At Nova Benefits, we understand that navigating sub-limits can be a confusing and overwhelming experience. That's why our team of experts is here to help you make informed decisions and get quotes from multiple insurance providers, ensuring you get the best coverage at the best cost.

Simplify your employee healthcare experience today: Book your free consultation call

FAQs

  1. What are health insurance sub-limits?
    Health insurance sub-limits are specific limits on the amount an insurance company will pay for certain medical expenses or services within an overall policy limit.
  2. What types of sub-limits exist in health insurance policies?
    Sub-limits can be applied to specific treatments, procedures, or services such as room rent, ICU charges, ambulance charges, etc.
  3. How do sub-limits differ from deductibles?
    Sub-limits and deductibles are both ways to limit insurance payouts, but they differ in how they are applied. Deductibles are a set amount that the policyholder must pay before the insurance company starts covering the cost of care, while sub-limits apply to specific expenses or services and are set at a percentage of the overall policy limit.
  4. Do all health insurance policies have sub-limits?
    No, not all health insurance policies have sub-limits. Some policies offer comprehensive coverage without sub-limits.
  5. How do sub-limits affect my out-of-pocket expenses?
    Sub-limits can increase your out-of-pocket expenses if your medical expenses exceed the sub-limit amount. You may be responsible for paying the difference between the sub-limit and the actual cost of care.
  6. Can sub-limits change over time?
    Yes, sub-limits can change over time as insurance policies are renewed or modified.
  7. How can I find out what sub-limits apply to my health insurance policy?
    You can check your insurance policy documents or contact your insurance provider directly to find out what sub-limits apply to your policy.
  8. Can I purchase additional coverage to avoid sub-limits?
    Some policies may offer additional coverage to avoid sub-limits or provide higher sub-limits, but this may come at an additional cost.
  9. How do sub-limits apply to pre-existing conditions?
    Sub-limits may apply differently to pre-existing conditions, depending on the policy.

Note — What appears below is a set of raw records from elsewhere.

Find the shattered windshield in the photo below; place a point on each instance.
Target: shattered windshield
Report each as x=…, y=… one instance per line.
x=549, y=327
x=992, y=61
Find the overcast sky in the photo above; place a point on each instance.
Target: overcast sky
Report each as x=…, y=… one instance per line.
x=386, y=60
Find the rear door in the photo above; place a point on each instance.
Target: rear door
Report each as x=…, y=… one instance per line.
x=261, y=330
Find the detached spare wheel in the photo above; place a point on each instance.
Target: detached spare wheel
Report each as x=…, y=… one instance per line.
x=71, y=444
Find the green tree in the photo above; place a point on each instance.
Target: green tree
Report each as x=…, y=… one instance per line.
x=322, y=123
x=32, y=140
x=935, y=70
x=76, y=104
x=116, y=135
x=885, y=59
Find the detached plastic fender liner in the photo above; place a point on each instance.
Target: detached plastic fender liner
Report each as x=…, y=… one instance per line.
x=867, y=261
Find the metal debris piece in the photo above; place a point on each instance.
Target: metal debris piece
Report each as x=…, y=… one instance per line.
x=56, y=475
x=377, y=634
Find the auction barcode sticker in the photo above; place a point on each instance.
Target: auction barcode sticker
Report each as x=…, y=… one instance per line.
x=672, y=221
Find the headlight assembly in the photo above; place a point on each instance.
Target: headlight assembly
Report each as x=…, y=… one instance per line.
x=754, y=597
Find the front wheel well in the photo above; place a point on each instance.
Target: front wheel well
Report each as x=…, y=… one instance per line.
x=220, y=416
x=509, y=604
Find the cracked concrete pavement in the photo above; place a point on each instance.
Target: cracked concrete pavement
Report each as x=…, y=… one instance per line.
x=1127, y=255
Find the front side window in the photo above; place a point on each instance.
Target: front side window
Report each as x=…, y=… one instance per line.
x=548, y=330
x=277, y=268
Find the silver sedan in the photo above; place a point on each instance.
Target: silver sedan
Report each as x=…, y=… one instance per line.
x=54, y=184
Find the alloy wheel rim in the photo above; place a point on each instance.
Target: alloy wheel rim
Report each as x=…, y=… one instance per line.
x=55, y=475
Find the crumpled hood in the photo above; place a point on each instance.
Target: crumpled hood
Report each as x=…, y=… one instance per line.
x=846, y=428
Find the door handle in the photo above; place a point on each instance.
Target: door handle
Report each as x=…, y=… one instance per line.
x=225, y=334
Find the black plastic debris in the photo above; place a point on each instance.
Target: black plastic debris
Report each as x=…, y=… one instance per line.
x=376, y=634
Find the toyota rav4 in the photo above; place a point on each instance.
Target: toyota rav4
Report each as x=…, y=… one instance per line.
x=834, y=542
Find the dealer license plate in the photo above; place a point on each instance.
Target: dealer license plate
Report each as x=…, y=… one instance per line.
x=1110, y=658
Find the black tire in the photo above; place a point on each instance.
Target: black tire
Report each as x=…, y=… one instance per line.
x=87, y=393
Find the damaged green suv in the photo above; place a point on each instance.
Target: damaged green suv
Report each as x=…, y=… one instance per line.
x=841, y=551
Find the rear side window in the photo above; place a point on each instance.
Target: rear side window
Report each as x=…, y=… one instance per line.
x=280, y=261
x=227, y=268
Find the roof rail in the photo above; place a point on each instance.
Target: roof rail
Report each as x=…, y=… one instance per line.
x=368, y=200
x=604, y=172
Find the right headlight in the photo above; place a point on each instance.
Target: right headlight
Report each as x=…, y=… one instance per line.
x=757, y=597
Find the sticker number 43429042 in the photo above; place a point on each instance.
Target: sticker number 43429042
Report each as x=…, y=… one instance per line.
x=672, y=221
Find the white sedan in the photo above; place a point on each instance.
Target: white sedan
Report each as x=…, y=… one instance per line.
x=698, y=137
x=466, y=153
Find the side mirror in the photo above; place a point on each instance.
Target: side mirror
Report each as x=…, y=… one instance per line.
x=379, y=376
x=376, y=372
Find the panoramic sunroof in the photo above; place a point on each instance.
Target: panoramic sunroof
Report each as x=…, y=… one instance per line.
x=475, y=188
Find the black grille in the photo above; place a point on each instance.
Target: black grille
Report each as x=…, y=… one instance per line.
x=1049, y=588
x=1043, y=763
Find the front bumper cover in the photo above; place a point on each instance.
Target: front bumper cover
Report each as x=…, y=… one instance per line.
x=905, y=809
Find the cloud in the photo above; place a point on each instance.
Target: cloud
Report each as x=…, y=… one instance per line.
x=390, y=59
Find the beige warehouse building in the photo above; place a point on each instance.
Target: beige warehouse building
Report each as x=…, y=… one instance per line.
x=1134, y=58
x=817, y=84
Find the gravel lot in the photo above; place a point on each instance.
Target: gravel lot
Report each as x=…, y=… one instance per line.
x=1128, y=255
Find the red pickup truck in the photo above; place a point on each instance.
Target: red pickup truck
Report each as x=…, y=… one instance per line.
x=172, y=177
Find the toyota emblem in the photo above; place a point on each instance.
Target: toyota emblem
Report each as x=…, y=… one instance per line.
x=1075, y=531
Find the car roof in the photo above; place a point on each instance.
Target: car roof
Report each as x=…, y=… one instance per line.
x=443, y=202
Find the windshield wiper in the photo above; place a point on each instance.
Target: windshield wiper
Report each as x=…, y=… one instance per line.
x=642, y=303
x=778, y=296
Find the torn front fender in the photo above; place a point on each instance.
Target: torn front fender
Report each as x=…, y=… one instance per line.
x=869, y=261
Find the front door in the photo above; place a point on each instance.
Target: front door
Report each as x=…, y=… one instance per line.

In some cases, pre-existing conditions may be subject to lower sub-limits or excluded altogether.
  10. Can I negotiate sub-limits with my insurance provider?
    The insurance provider typically sets sub-limits and cannot be negotiated by the policyholder.
  11. How can I compare sub-limits across different health insurance policies?
    You can compare sub-limits across different policies by reviewing policy documents or contacting insurance providers directly to obtain information.
  12. Are sub-limits the same for all policyholders under the same policy?
    Yes, sub-limits are typically the same for all policyholders under the same policy.
  13. Can I change my sub-limits during the policy term?
    It may be possible to change sub-limits during the policy term, but this will depend on the policy and insurance provider.
  14. Do sub-limits apply to all medical expenses or services?
    No, sub-limits only apply to specific medical expenses or services outlined in the policy.
  15. How can I ensure that I have adequate coverage for medical expenses?
    To ensure that you have adequate coverage for medical expenses, it's important to review your policy documents, consider your personal healthcare needs, and evaluate potential medical costs. It may be helpful to consult with a financial advisor or insurance agent for guidance.